Die dramatischen Ereignisse in Japan, minütlich nahegebracht durch die modernen Medien, scheinen erste Auswirkungen auf hiesige Debatten zu haben: Jene Stimmen werden wieder laut und lauter, die einen sofortigen Ausstieg aus der Atomenergie fordern. Der Schwall der Erregung ist offenbar so stark, dass sogar aus Regierungskreisen bereits eine Aussetzung der Laufzeitverlängerung für die deutschen Atomkraftwerke in Aussicht gestellt wird.
Aktuell befasst sich mit dieser Frage auch das Bundesverfassungsgericht in Karlsruhe. Genauer geht es dabei darum, ob der von der Regierung durchgeboxte Kompromiss der Laufzeitverlängerung auf verfassungskonforme Weise zustande gekommen ist. Dieselbe Regierung, die sich aktuell einer Klage ausgesetzt sieht, will nun angesichts der Katastrophe in Japan und eines möglicherweise heraufziehenden Sturms in der Bevölkerung von selbst einen Rückzieher machen.
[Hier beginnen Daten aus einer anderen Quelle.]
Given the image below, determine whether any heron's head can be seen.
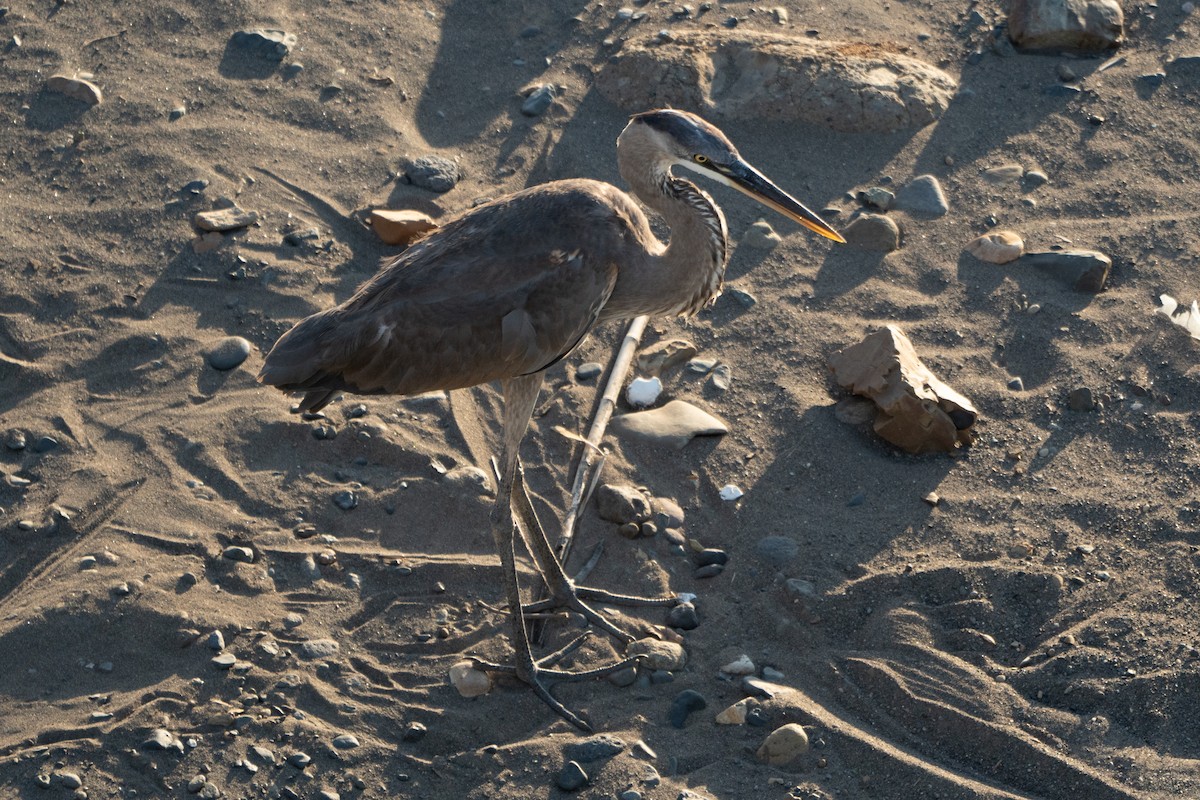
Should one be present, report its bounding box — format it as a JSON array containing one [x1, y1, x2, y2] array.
[[622, 108, 846, 242]]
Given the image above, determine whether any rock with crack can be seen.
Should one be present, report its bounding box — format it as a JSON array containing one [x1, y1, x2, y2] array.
[[829, 325, 979, 453], [596, 31, 958, 133]]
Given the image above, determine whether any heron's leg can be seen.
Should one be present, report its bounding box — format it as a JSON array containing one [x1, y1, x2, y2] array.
[[510, 461, 679, 644], [475, 373, 638, 732]]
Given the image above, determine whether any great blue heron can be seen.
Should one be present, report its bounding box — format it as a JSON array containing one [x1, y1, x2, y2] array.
[[258, 109, 844, 729]]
Ob die Verlängerung der Laufzeit der deutschen Atommeiler rational ist oder nicht, ist eine Frage, die sich angesichts der politischen Grabenkämpfe und Debatten nur schwer beurteilen lässt. Experten haben jedoch darauf hingewiesen, dass die fehlenden Kapazitäten aus Atomstrom kurz- und mittelfristig mit Strom aus Kohlekraftwerken überbrückt werden müssten. Außerdem ist zu bemerken, dass die halbe Welt (u.a. USA, Frankreich, Japan und China) weiterhin oder sogar verstärkt auf Kernenergie setzt. Der sofortige Ausstieg wäre also in jedem Fall ein neuer „deutscher Sonderweg“ inmitten einer globalen Prävalenz der Kernenergie. So gesehen spricht einiges dafür, dass der Atomausstieg tatsächlich verfrüht wäre – und die Entscheidung nicht bloß jene lobbyistische Konzession an die Energiekonzerne, als die sie gebrandmarkt wurde.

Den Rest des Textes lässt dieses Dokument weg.